都市城壁内に入るために何台かの馬車が並んでいる。ほとんどは荷馬車で、周辺の村や他の貴族領からやって来た馬車もあるのだろう。
グリフィン子爵領の第2の都市である港町アプサラからの馬車は、この南門ではなくここから北方向に行った北西門に到着するのだと、レティシアが教えてくれた。
門を出ると南方向に真っ直ぐ街道が伸び、その両側はどこまでも続く平坦な田園風景だ。
しかし視線を東に向けると、迫って来るようなアラストル大森林を臨んでグリフィニアがあることが分かる。
緩くカーブを描いて続く都市城壁が、まるでこの先で大森林に飲み込まれてしまっているみたいだわ。
実際にはライナが感じたように、グリフィニアが大森林に飲み込まれていることは無いのだが、この南門とそれから北西門とは別にもうひとつある東門では、目の前が直ぐに大森林なのだそうだ。
しかしその東門を一般の人が通ることはないし、冒険者ですら使用出来ない。
レティシアの話によると、その東門を使用出来るのはグリフィン子爵家騎士団と子爵家の関係者のみなのだそうだ。
東門は騎士団が直接に大森林に入るための門であり、そして万が一、大森林から出てしまった魔獣などの危害からグリフィニアを護るための門だという。
「普通、その地の領主とかは、危険な場所からなるべく離れたところに住むものでしょ。でもこのグリフィニアの子爵さまは、この国でも最も危険な森を直ぐ背中にして、暮らしていらっしゃるのよ」
そう言えば、あのダレルさんも時折、騎士団と一緒に大森林に入ることがあるって話してたわ。
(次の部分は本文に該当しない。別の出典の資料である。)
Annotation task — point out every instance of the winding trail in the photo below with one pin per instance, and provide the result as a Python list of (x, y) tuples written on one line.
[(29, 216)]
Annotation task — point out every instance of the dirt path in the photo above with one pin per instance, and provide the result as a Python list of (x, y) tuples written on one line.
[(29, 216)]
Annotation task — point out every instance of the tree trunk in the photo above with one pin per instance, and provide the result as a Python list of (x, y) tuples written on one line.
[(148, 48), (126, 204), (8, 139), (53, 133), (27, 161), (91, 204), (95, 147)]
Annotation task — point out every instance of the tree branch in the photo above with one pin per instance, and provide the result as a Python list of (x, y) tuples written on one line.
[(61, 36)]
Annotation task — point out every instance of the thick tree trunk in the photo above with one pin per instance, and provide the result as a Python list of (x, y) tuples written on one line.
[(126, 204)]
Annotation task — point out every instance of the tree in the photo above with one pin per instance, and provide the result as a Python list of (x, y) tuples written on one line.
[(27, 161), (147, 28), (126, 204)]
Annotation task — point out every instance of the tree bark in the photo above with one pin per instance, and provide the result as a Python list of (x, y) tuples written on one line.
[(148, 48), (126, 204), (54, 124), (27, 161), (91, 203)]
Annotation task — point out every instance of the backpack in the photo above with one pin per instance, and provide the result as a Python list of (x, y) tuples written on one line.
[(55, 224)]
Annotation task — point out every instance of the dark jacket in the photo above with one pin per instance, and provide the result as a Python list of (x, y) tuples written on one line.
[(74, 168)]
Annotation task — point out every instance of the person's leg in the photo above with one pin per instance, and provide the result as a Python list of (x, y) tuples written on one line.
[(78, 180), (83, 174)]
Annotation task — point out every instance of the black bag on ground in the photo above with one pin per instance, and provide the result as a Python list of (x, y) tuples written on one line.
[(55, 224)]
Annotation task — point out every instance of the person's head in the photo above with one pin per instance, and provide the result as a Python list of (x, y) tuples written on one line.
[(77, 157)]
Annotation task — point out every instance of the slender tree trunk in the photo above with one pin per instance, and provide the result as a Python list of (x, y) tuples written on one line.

それからアナスタシアさまも、普段から大森林の直ぐ側でお暮らしになっているのね。ふたりの可愛いお嬢さまも、あの小さなザカリーさまも。
南門を出ると直ぐに四つ角があって、右に折れると近在の村々に通じ、左に行くと大森林の入口へと至る。
もちろん左へと行く者は冒険者しかいない。
ライナたちは四つ角を左に曲がり、都市城壁を左手に見ながら歩みを進めて行く。
6、700メートルほど行っただろうか。そこはもうアラストル大森林の入口だった。
そこにはまるで、何か薄い透明の膜でも張られているかのようにライナには思われた。
空気が突如変わったのが全身で感じられたからだ。
キ素が多いのね。グリフィニアの街の中でも、わたしが住んでいたバラーシュ村より少し多い気がしてたけど、ここはそれなんかより遥かに濃いわ。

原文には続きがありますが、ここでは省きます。